Astronomers' hopes raised by glimpse of possible new planet

  11 February 2021    Read: 1495
Astronomers

Astronomers have glimpsed what may be a previously unknown planet circling one of the closest stars to Earth, the Guardian reports. 

Researchers spotted the bright dot near Alpha Centauri A, one of a pair of stars that swing around each other so tightly they appear as one in the southern constellation of Centaurus. The stars form what is called a binary system 4.37 light years away, a mere stone’s throw in cosmic terms.

So tentative is the sighting that scientists are referring to it only as a “planet candidate”, aware that the bright speck in the darkness of space may be evidence of alien asteroids, streaks of dust, or more prosaically, an unforeseen glitch in their equipment.

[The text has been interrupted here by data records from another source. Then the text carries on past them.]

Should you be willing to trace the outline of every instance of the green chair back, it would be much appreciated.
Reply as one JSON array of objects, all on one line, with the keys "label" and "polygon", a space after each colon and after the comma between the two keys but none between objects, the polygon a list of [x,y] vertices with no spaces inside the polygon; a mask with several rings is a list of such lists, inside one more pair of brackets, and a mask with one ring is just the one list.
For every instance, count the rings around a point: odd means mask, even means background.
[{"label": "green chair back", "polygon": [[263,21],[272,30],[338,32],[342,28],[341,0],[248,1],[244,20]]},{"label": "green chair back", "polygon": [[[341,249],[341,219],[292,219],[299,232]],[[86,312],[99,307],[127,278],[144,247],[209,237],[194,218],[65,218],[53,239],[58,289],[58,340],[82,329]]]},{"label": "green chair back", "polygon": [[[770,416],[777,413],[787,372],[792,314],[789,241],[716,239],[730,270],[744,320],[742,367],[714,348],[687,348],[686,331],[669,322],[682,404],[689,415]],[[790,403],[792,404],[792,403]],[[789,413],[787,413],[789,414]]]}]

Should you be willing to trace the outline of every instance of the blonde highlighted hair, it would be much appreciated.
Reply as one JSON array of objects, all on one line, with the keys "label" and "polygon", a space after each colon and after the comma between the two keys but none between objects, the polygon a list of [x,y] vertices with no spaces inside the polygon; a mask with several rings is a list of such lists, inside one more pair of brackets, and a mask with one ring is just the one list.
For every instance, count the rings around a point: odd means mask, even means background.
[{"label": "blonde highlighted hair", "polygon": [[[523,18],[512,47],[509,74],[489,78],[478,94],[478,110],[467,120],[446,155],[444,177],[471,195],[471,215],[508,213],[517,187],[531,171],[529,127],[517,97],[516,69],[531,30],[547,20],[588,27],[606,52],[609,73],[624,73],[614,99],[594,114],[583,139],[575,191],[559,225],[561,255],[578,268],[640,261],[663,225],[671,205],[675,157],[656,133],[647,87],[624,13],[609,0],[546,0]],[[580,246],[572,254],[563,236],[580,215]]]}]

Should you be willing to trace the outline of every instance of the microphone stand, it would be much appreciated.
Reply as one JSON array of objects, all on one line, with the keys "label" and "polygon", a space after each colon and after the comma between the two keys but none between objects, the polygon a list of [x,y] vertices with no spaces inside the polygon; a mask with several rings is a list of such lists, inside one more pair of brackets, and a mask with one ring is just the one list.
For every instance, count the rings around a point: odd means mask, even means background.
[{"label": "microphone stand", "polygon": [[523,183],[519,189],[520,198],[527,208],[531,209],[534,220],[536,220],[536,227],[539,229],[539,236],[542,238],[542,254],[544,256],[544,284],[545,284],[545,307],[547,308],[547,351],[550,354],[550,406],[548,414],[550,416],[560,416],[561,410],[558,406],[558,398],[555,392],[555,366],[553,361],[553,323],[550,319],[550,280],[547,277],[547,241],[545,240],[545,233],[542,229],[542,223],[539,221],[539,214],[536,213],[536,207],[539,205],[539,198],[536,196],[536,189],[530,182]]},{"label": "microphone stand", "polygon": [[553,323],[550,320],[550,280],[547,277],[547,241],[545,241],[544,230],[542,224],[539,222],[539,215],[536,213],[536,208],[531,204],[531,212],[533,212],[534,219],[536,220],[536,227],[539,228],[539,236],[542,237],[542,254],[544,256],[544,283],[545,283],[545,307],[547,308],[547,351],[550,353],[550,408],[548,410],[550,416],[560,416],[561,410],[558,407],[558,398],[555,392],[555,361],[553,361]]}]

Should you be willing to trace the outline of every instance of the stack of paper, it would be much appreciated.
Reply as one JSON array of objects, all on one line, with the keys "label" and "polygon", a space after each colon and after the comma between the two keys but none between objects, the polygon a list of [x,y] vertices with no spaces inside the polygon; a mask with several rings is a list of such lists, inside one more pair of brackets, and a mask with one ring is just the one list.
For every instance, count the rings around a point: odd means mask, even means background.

“We detected something,” said Pete Klupar, the chief engineer of the Breakthrough Initiatives, which are a raft of space projects funded by Yuri Milner, an entrepreneur based in Silicon Valley. “It could be an artefact in the machine or it could be a planet, or it could be asteroids or dust.”

The international team observed the star as part of the “New Earths in the Alpha Centauri Region” (Near) experiment backed by Breakthrough Watch, an effort to find and study Earth-sized rocky planets around Alpha Centauri and other nearby stars.

To look for planets around the star, the astronomers used the Very Large Telescope, or VLT, operated by the European Southern Observatory from Cerro Paranal in Chile’s Atacama Desert. The scientists were aided by a new coronagraph on the instrument that blocks out light from Alpha Centauri, making it easier to spot orbiting worlds.

The possible planet that has been glimpsed around Alpha Centauri. Photograph: Handout
Klupar likens the device to blotting out the sun with a thumb at arm’s reach. The procedure allows for unprecedented sensitivity to directly image planets beyond the solar system. “We’re trying to see a flashlight right next to a lighthouse,” he said.

Writing in Nature Communications, the team describe how infrared observations for 100 hours in May and June 2019 revealed a bright dot they have been unable to explain. If confirmed as a planet by further observations, the sighting would be the first to directly image an exoplanet around a nearby star.

“A lot of people say planets can’t form in this kind of binary and that’s one reason we are cautious about claiming it is actually a planet. But if it is, it would be about the size of Neptune,” he added. The planet would lie in the star’s habitable zone, where temperatures allow liquid water to form, and take about a decade to complete an orbit.

Neptune is about four times the size of Earth and does not have a solid surface. Instead it has an Earth-sized core enveloped by a thick soup of water, ammonia and methane, the latter gas making it blue like Uranus.

Prof Beth Biller, who studies exoplanets at the Institute of Astronomy at Edinburgh University, said the researchers had “an interesting candidate” but were right to be cautious.

“It will require a separate, independent detection to really confirm this one,” she said. “If confirmed, it could be a detection of the dust disc around the star or an actual planet. Both would be very interesting outcomes.”

Klupar said the team wanted to look again later this year to see if the candidate planet had moved to where predictions suggest it should be. But he said fresh observations might not be possible with the coronavirus pandemic still raging.